It’s been a while since the last time we could vote, but now it’s time again. Since 2011, GAFFA has, with the help of readers, distributed prizes to the year’s most important artists. You can vote in several categories for a list of artists from 11th December to 14th January. The prizes are distributed on 10th February 2018.
For being able to vote, you have to register (you can do it with your Facebook profile even) and log in. In each category you can vote for 3 artists / bands. Your choices will be saved automatically. You don’t need to press any confirmation button.
The most important categories for all Gessleists are ”Årets Soloartist” ( = Solo Artist of the Year) and ”Årets Liveakt” ( = Live Act of the Year). Make sure you tick in the option ”Per Gessle” in both of these sections. 😉 Then keep your fingers crossed until the voting ends that it’s Mr. G who will be the winner in both categories!
Scandinavia’s #1 music magazine, Gaffa(Jonathan Bengtsson) interviewed Per Gessle. They are talking about songwriting and The Per Gessle Archives. You can download the magazine in pdf from HERE. Article is on pages 32-33.
The article begins with stating Per is not even close to being tired. He has more to say than ever. He says:
Why ever stop when it’s still fun? This is my job, to make the best possible song out of the best possible idea. That’s what I can do and that’s what I’ve always been doing.
Gaffa’s reporter, looking at the title of the box – The Per Gessle Archives – A Lifetime Of Songwriting – thinks it’s a summary of Per’s career. Per tells him:
No no, this here is absolutely not a summary. It’s entirely a nerd project, something I do primarily by self-interest. But I would still like to say that the material in the box has a kind of pop value, something unique. It’s a cornerstone in what I do.
Per says he would never be able to create a song based on a groove and he would never be able to write a hip hop song. He says writing and creating a good pop song is fantastic. The pride, the joy he feels then is exceptional. They are also talking about what Per was listening to when he was a child, his record collection that played a crucial role in what Per has become.
About today’s pop music Per says it’s mainly about the management. There is no time to develop anything. They work with the same types of artificial sound, the same drum fills and effects and therefore all the tracks sound almost the same. One reason why he and Marie didn’t want to work in the US was to avoid sounding like everyone else. Per feels sorry for today’s young Swedish songwriters, because many of them become only “Hired Guns” of the industry.

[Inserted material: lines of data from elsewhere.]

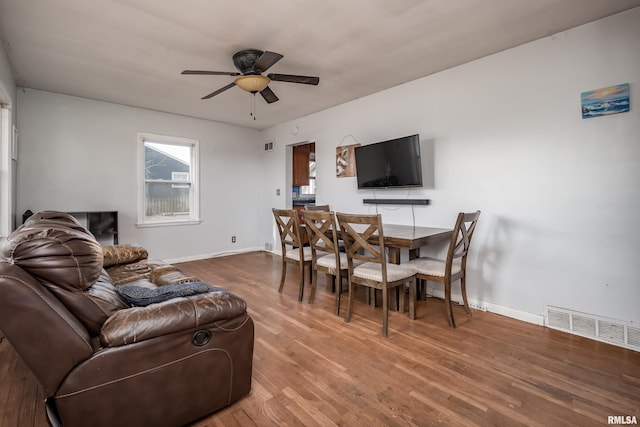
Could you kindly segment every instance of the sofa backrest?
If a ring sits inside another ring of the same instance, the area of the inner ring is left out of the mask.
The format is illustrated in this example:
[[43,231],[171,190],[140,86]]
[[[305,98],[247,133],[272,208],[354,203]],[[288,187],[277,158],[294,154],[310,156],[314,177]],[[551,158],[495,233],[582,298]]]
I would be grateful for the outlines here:
[[42,283],[88,329],[100,333],[105,313],[85,293],[102,272],[102,247],[71,215],[43,212],[0,242],[0,257]]
[[0,261],[0,330],[52,396],[94,352],[84,325],[40,281]]
[[0,329],[48,393],[93,354],[113,312],[102,264],[93,235],[62,212],[35,214],[0,241]]

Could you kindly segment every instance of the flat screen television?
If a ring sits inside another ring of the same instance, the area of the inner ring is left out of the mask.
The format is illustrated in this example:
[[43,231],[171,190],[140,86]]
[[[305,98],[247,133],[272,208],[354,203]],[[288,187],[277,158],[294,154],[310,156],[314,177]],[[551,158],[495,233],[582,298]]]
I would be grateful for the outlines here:
[[355,160],[359,189],[422,187],[417,134],[356,147]]

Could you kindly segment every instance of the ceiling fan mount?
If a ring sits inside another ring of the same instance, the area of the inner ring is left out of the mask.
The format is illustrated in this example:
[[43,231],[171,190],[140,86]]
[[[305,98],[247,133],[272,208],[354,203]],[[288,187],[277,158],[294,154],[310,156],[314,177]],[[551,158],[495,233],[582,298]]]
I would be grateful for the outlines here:
[[320,82],[318,77],[298,76],[292,74],[274,74],[263,75],[271,66],[283,58],[282,55],[275,52],[262,51],[259,49],[244,49],[233,54],[233,65],[238,72],[229,71],[201,71],[201,70],[184,70],[182,74],[197,74],[210,76],[237,76],[230,84],[211,92],[202,97],[209,99],[222,92],[238,86],[241,89],[256,94],[260,93],[267,103],[271,104],[278,101],[278,97],[269,88],[272,81],[299,83],[307,85],[317,85]]
[[258,61],[258,58],[263,54],[258,49],[245,49],[233,54],[233,65],[236,69],[244,75],[248,74],[261,74],[253,70],[253,65]]

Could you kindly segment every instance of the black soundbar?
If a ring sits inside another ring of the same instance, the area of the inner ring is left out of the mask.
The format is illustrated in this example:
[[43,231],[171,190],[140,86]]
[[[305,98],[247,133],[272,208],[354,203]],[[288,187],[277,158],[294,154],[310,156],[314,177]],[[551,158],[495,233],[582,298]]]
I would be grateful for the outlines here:
[[430,199],[363,199],[362,203],[372,205],[428,205]]

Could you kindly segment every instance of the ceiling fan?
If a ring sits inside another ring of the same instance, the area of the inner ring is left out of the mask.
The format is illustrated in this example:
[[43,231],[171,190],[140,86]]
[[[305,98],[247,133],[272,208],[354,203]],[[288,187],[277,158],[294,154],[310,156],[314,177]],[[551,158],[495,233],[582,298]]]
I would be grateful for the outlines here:
[[203,96],[202,99],[209,99],[216,95],[221,94],[227,89],[231,89],[234,86],[239,86],[252,94],[260,92],[260,95],[269,104],[276,102],[278,97],[269,88],[269,83],[275,82],[288,82],[288,83],[301,83],[305,85],[317,85],[320,82],[318,77],[309,76],[296,76],[291,74],[267,74],[263,76],[262,73],[267,71],[272,65],[283,58],[282,55],[275,52],[261,51],[258,49],[245,49],[233,54],[233,64],[239,72],[229,71],[200,71],[200,70],[184,70],[182,74],[196,74],[196,75],[208,75],[208,76],[239,76],[233,82],[220,89],[211,92],[210,94]]

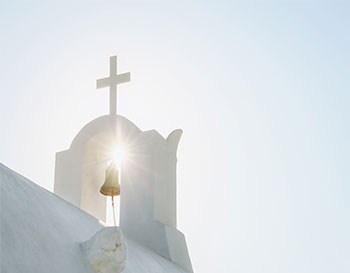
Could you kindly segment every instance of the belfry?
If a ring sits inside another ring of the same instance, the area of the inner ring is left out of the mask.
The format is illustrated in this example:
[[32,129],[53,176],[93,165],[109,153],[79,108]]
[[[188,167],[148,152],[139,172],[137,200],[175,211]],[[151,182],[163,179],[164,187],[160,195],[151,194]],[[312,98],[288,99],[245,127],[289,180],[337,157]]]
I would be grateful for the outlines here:
[[[123,234],[193,272],[185,237],[176,228],[176,152],[182,130],[164,138],[117,115],[117,85],[130,81],[130,73],[117,74],[116,60],[110,58],[109,77],[97,80],[97,88],[110,88],[110,113],[85,125],[69,149],[56,154],[54,192],[103,222],[106,196],[120,194]],[[117,164],[115,150],[121,148],[126,156]]]

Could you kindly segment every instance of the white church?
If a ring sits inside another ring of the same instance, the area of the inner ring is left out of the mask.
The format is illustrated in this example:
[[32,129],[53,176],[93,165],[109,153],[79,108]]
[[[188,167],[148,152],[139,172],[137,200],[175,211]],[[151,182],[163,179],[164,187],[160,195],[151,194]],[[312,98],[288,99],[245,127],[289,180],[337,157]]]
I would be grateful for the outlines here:
[[[117,115],[117,85],[128,81],[111,57],[109,77],[97,80],[110,89],[110,114],[56,154],[54,193],[0,164],[1,273],[193,272],[176,227],[182,130],[164,138]],[[119,226],[105,224],[106,195],[120,195]]]

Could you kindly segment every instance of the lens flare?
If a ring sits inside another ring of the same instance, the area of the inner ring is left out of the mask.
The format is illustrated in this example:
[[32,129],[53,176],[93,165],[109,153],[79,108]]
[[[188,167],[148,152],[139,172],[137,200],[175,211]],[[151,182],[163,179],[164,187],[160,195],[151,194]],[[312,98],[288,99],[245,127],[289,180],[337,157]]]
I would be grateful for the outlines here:
[[126,156],[126,151],[123,147],[119,146],[114,149],[113,161],[115,162],[119,170],[121,168],[123,160],[125,159],[125,156]]

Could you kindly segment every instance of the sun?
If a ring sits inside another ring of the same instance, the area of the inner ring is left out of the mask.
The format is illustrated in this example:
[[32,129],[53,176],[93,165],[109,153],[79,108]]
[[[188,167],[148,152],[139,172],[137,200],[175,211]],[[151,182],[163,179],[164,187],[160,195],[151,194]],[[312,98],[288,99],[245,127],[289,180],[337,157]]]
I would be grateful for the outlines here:
[[113,150],[113,161],[120,170],[123,160],[126,158],[126,150],[123,146],[118,146]]

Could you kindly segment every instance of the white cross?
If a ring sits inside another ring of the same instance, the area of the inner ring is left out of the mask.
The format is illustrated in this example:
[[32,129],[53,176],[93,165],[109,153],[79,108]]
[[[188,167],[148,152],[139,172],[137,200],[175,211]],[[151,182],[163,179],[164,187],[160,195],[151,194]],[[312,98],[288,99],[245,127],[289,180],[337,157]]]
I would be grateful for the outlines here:
[[117,114],[117,85],[130,81],[130,72],[117,75],[117,56],[109,58],[109,77],[96,81],[96,88],[109,86],[109,114]]

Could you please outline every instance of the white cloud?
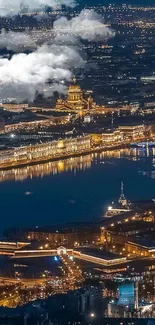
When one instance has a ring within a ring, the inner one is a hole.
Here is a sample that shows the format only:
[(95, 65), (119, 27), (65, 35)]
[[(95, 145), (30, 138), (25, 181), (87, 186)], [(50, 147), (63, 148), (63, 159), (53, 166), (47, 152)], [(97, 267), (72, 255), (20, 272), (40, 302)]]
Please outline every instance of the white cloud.
[(0, 48), (6, 48), (8, 51), (24, 52), (25, 50), (35, 50), (37, 44), (31, 33), (7, 32), (3, 29), (0, 34)]
[[(42, 1), (42, 0), (41, 0)], [(2, 31), (0, 48), (17, 52), (35, 51), (0, 59), (0, 97), (17, 97), (18, 101), (33, 100), (36, 92), (45, 96), (66, 91), (64, 82), (72, 78), (72, 70), (85, 64), (81, 54), (81, 40), (102, 40), (113, 36), (102, 18), (93, 10), (83, 10), (79, 16), (55, 21), (53, 30), (14, 33)], [(48, 81), (51, 81), (49, 88)], [(44, 88), (46, 86), (46, 91)]]
[(66, 17), (56, 20), (54, 31), (57, 36), (67, 35), (89, 41), (114, 36), (114, 32), (104, 24), (103, 18), (94, 10), (87, 9), (71, 20)]
[(94, 10), (83, 10), (77, 17), (68, 20), (62, 17), (54, 22), (53, 30), (6, 32), (0, 34), (0, 48), (7, 48), (17, 52), (34, 50), (38, 45), (48, 44), (69, 44), (78, 45), (84, 39), (97, 41), (114, 36), (111, 28), (107, 27), (100, 15)]
[[(65, 92), (62, 81), (70, 81), (71, 70), (84, 64), (81, 56), (67, 46), (42, 46), (30, 54), (16, 54), (11, 60), (0, 59), (0, 97), (33, 100), (49, 81), (52, 91)], [(48, 86), (47, 86), (48, 88)], [(49, 92), (48, 92), (49, 94)], [(46, 92), (45, 92), (46, 95)]]
[(74, 6), (74, 0), (0, 0), (0, 16), (14, 16), (22, 10), (38, 10), (50, 6), (56, 8), (62, 5)]

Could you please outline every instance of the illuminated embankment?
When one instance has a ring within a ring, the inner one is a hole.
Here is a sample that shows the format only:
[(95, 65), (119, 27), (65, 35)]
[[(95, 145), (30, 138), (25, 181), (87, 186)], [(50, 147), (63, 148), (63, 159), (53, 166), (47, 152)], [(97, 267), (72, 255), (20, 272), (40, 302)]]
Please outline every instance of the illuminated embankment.
[[(152, 138), (150, 138), (151, 140)], [(138, 138), (135, 141), (145, 141)], [(148, 139), (147, 139), (148, 140)], [(0, 151), (0, 169), (36, 165), (48, 161), (56, 161), (70, 157), (84, 156), (94, 152), (110, 151), (126, 148), (131, 140), (117, 141), (94, 147), (91, 136), (82, 136), (64, 140), (52, 141), (34, 146), (18, 147)]]

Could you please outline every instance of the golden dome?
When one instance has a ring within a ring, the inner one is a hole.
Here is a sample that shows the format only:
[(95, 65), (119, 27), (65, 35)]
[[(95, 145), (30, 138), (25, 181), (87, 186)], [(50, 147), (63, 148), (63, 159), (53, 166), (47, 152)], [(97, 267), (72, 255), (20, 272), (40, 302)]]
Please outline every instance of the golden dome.
[(81, 92), (82, 90), (81, 90), (81, 88), (80, 88), (80, 86), (78, 86), (78, 85), (71, 85), (70, 87), (69, 87), (69, 92), (70, 91), (77, 91), (77, 92)]
[(77, 92), (77, 93), (81, 93), (82, 92), (81, 87), (76, 84), (76, 78), (75, 78), (75, 76), (73, 78), (73, 84), (70, 85), (68, 92)]

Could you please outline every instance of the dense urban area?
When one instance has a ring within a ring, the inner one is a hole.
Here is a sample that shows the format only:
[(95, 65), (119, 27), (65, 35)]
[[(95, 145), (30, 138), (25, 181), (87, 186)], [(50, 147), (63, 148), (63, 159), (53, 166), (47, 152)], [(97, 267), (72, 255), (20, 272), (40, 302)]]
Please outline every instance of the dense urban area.
[[(72, 19), (82, 9), (0, 17), (1, 56), (11, 60), (17, 52), (9, 36), (5, 45), (5, 33), (31, 33), (40, 44), (52, 37), (58, 17)], [(82, 39), (86, 65), (72, 69), (66, 92), (44, 96), (45, 83), (44, 94), (36, 91), (33, 100), (19, 100), (11, 91), (0, 95), (1, 184), (87, 169), (96, 154), (117, 157), (130, 148), (154, 153), (155, 7), (86, 9), (104, 17), (111, 35)], [(10, 227), (8, 221), (0, 240), (0, 324), (143, 325), (153, 319), (153, 198), (130, 201), (122, 180), (120, 196), (96, 220), (35, 227), (28, 218), (27, 227)]]

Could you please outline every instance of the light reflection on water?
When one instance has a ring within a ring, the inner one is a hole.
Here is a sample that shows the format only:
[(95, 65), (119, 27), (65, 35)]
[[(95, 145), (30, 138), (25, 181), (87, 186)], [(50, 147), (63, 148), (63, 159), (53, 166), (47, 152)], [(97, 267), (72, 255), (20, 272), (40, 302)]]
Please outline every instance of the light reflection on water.
[[(121, 150), (94, 153), (91, 155), (72, 157), (65, 160), (37, 164), (20, 168), (12, 168), (0, 171), (0, 182), (24, 181), (26, 179), (43, 178), (48, 175), (56, 175), (64, 172), (85, 171), (93, 164), (110, 163), (109, 159), (125, 158), (131, 161), (145, 161), (152, 159), (152, 167), (155, 167), (155, 148), (126, 148)], [(140, 171), (142, 175), (155, 178), (155, 171)]]
[(0, 171), (1, 229), (88, 221), (120, 196), (155, 197), (155, 148), (131, 148)]

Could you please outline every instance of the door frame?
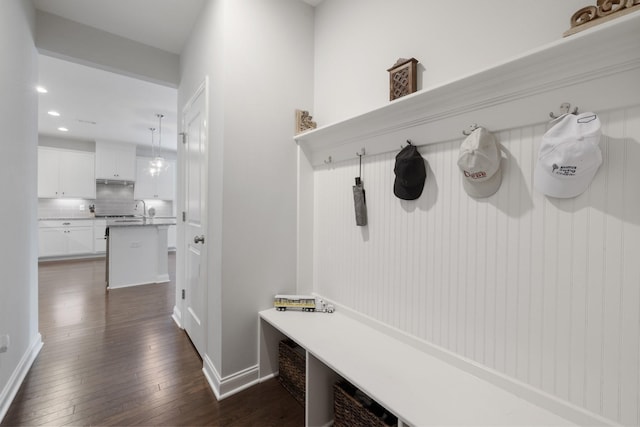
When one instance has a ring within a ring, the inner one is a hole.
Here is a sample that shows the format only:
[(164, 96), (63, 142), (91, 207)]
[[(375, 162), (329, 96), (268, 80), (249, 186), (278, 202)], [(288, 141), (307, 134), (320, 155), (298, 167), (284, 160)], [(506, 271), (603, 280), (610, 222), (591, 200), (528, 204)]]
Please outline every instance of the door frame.
[[(186, 288), (186, 283), (187, 283), (187, 270), (186, 270), (186, 254), (187, 254), (187, 244), (186, 244), (186, 236), (185, 236), (185, 224), (186, 221), (183, 220), (183, 213), (186, 212), (186, 206), (187, 206), (187, 168), (186, 168), (186, 161), (187, 161), (187, 156), (185, 155), (184, 149), (185, 149), (185, 139), (186, 135), (185, 135), (185, 113), (187, 111), (188, 108), (190, 108), (193, 103), (195, 102), (195, 100), (198, 98), (198, 96), (200, 96), (201, 94), (204, 94), (204, 114), (205, 117), (209, 117), (209, 76), (205, 76), (204, 80), (200, 83), (200, 85), (198, 85), (198, 88), (193, 92), (193, 94), (189, 97), (189, 99), (187, 100), (187, 102), (184, 103), (181, 113), (180, 113), (180, 129), (181, 132), (179, 133), (179, 135), (182, 137), (180, 141), (178, 141), (178, 165), (177, 165), (177, 171), (176, 171), (176, 175), (178, 176), (178, 182), (177, 182), (177, 188), (178, 188), (178, 194), (176, 199), (178, 200), (178, 206), (177, 206), (177, 210), (176, 210), (176, 214), (177, 214), (177, 218), (176, 218), (176, 291), (175, 291), (175, 305), (174, 305), (174, 309), (173, 309), (173, 315), (172, 318), (175, 321), (175, 323), (178, 325), (178, 327), (180, 327), (180, 329), (185, 329), (185, 325), (184, 325), (184, 313), (186, 310), (186, 300), (182, 298), (182, 290)], [(208, 153), (210, 150), (210, 132), (209, 132), (209, 126), (207, 125), (206, 130), (205, 130), (206, 134), (205, 134), (205, 138), (207, 140), (207, 157), (208, 157)], [(208, 158), (205, 161), (206, 167), (208, 168)], [(206, 180), (207, 181), (207, 180)], [(204, 182), (203, 183), (203, 187), (201, 189), (202, 193), (205, 194), (205, 200), (207, 199), (207, 191), (208, 191), (208, 182)], [(206, 208), (205, 211), (208, 212), (208, 200), (206, 203)], [(206, 218), (206, 215), (205, 215)], [(207, 231), (208, 231), (208, 227), (207, 227)], [(208, 234), (208, 233), (207, 233)], [(208, 237), (208, 236), (207, 236)], [(204, 301), (205, 304), (208, 301), (208, 286), (205, 286), (204, 288)], [(208, 307), (205, 308), (204, 310), (205, 313), (208, 312)], [(205, 333), (204, 333), (204, 342), (202, 343), (203, 348), (206, 349), (207, 348), (207, 319), (203, 319), (204, 322), (204, 327), (205, 327)]]

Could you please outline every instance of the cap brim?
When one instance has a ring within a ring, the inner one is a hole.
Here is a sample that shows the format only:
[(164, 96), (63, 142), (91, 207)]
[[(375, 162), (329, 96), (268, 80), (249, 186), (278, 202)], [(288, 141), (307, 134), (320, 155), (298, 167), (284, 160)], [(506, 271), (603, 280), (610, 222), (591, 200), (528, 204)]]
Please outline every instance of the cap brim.
[(393, 182), (393, 194), (396, 195), (399, 199), (402, 200), (415, 200), (422, 195), (422, 191), (424, 190), (424, 182), (425, 179), (419, 185), (415, 187), (405, 187), (404, 185), (398, 182), (398, 178)]
[(462, 177), (462, 187), (468, 195), (476, 199), (482, 199), (495, 194), (502, 183), (502, 168), (498, 168), (496, 173), (486, 181), (470, 181), (465, 176)]
[(593, 180), (598, 168), (585, 172), (578, 179), (575, 177), (557, 177), (547, 172), (542, 166), (542, 162), (538, 161), (533, 174), (533, 185), (536, 189), (549, 197), (557, 197), (559, 199), (568, 199), (579, 196), (584, 193), (589, 184)]

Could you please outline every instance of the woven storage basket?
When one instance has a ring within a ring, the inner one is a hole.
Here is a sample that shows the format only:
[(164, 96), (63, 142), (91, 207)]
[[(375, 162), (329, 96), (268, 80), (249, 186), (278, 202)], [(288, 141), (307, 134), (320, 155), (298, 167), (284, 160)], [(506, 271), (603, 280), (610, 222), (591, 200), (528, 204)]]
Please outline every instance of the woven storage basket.
[(292, 340), (282, 340), (278, 345), (280, 384), (304, 406), (306, 357), (302, 347)]
[(336, 383), (333, 386), (334, 427), (389, 427), (398, 425), (398, 419), (377, 405), (377, 403), (374, 404), (385, 412), (386, 422), (366, 408), (362, 402), (352, 396), (345, 388), (353, 388), (355, 390), (350, 384)]

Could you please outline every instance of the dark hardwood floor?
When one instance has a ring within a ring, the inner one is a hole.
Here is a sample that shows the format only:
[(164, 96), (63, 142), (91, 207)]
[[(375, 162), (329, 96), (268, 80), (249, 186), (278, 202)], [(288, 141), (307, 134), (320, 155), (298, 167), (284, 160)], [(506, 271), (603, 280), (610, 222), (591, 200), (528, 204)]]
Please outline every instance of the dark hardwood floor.
[(40, 263), (44, 347), (2, 426), (302, 426), (304, 409), (266, 381), (221, 402), (171, 313), (168, 284), (104, 288), (104, 259)]

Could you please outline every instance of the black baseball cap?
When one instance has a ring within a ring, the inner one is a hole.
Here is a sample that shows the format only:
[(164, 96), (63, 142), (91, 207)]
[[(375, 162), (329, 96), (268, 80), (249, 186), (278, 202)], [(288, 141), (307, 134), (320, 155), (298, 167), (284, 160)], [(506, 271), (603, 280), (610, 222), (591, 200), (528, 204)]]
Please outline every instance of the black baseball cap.
[(427, 169), (424, 158), (418, 153), (415, 145), (409, 144), (396, 156), (393, 168), (396, 180), (393, 183), (393, 194), (403, 200), (415, 200), (422, 194)]

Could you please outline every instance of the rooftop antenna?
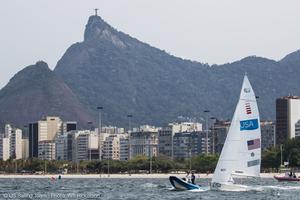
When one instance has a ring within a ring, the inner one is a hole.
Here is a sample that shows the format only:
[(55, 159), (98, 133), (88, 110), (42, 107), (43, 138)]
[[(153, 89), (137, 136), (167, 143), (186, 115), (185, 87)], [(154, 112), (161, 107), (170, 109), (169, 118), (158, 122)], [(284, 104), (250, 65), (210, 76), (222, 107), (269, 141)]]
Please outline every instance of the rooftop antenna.
[(99, 9), (98, 9), (98, 8), (95, 8), (94, 10), (95, 10), (95, 16), (98, 16), (98, 10), (99, 10)]

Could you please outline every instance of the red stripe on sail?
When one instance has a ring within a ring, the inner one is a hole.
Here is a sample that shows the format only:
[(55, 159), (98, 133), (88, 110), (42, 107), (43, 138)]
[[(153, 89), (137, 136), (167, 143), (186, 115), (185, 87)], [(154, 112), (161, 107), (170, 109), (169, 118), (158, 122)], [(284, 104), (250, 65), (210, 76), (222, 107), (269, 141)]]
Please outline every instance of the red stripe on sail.
[(246, 107), (246, 114), (247, 115), (252, 114), (250, 103), (246, 103), (245, 107)]

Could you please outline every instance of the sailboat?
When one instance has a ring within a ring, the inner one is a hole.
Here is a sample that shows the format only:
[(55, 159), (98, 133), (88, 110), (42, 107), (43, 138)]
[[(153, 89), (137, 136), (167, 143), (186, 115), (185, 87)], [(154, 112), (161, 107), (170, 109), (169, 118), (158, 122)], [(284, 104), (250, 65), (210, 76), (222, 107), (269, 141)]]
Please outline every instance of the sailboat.
[(244, 76), (240, 98), (214, 171), (211, 189), (247, 191), (250, 186), (236, 184), (234, 177), (259, 177), (261, 131), (256, 96)]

The reporter says people often talk about music as a purifying, therapeutic tool and asked Per how it is with him. Per thinks all creative work is purifying in its own way. He wasn’t really inconsolable when he wrote Joyride and he was in a significantly lower mood when for example, he sat down to write Queen of Rain. But it still works the same way, purifying. He says he is not claiming that all he has done is autobiographical, but the starting point is always a feeling inside him, something that attracts him.
To the question if he regrets anything he replies:
Well, it would in that case be a haircut or a doubtful choice of clothes (laughs). But mostly, I’m happy. Happy that I have always had the privilege to do, create and shape things myself. Without anyone interfering. And happy that I was born exactly when I was born. We live in a completely different time now, a time where pop music’s reason for existence is questioned. The primary task pop has and always had, is to reflect its contemporaries. For example, the ‘60s were coloured by all the youth revolts and the Vietnam War, but what do we have today? X-Factor, those talent shows, where you are striving to become famous for being famous.
Per already posted about it some time ago – I think when someone shared the reggae demo version of Never Is A Long Time on Roxette Official – that this demo was never meant to reach our ears, but someone had broken in the studio some years ago and stole demos, then spreaded them and they ended up on YouTube. Now we get to know from the article that the whole archives idea came from this happening. Mr G says to Gaffa:
One day we noticed that someone had broken in and taken demos and unique sound recordings, everything from Roxette to own stuff was gone. Months later, the material via an anonymous source was suddenly posted on YouTube. So now in a longer perspective, the whole thing was actually just a good thing, because when those old demo recordings turned up on the internet I noticed that there was a great interest, that the fans really appreciated hearing the process, the imperfections. So you could say that it’s thanks to that thief that this box is made at all.